Challenges caused by a lack of clarity on roles and responsibilities are further compounded by the lack of specific guidance on the governance of highly-sensitive clinical research data generated by PPPs. Regulations such as the GDPR are viewed by some as a double-edged sword, creating stringent rules for data protection, but not providing precise guidance on key requirements such as consent parameters and technical and organizational measures for pseudonymisation. This imposes a substantial burden of legal and ethical compliance on researchers and PPP partners, adding an extra layer of complexity that can hinder the establishment of essential contracts such as data transfer agreements. Indeed, some IMI projects reported negotiation periods lasting a year or more, with multiple rounds of review involving several legal teams. As a result, data governance - an essential requirement for effective data sharing - can become a highly-charged issue fraught with perceived risks, negatively impacting the motivation of researchers to share data.

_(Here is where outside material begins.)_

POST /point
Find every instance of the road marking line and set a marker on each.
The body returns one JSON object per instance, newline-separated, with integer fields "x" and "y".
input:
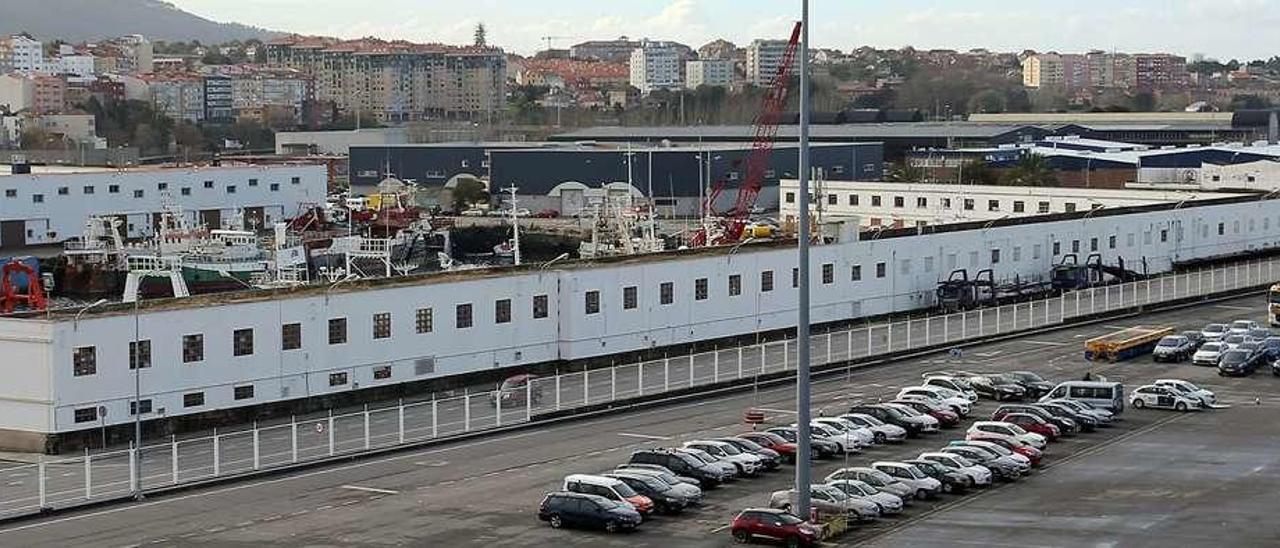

Our review also identified systemic barriers to data sharing in PPP projects, which can create an unfavorable environment for fruitful collaboration and innovation. 141 of the 270 organizations partnering in IMI neurodegeneration projects are academic institutions. Academic metrics for impact, reputation and reward are primarily centered on the individual, measuring research parameters such as scientific publications and grant income. This can generate an exaggerated sense of data “ownership” and competitive loss when sharing data in and from PPPs, a sense that is further amplified by the legal and ethical burdens discussed in the previous paragraph. As a result, researchers understandably report that they are more prepared to trust existing collaborators, or high-profile researchers and institutions, which can create research silos that limit wider data sharing and collaboration. Indeed, silo-ing is a major issue at several levels: Neuronet WG members reported challenges due to organizational and collaborative silos, as described above, but also due to technical silos, where data discovery and sharing is restricted due to the use of proprietory formats and annotations, or inaccessible locations behind institutional firewalls. Curating data before analysis and sharing can require considerable effort, particularly when working with data from multi-site clinical studies, neuroimaging datasets, or RWD. Consequently, projects may resort to “in-house” data standards, processing pipelines and curation methodologies that may negatively impact semantic interoperability and harmonization, further limiting the potential for data sharing.
The Neuronet WG on data sharing was created to share lessons learned, discuss common challenges and needs, and identify priorities and opportunities for synergy and collaboration across projects. As such, we identified several enablers for data sharing in PPP projects, which can help overcome the challenges and barriers described above (also summarized in text Boxes 1–5).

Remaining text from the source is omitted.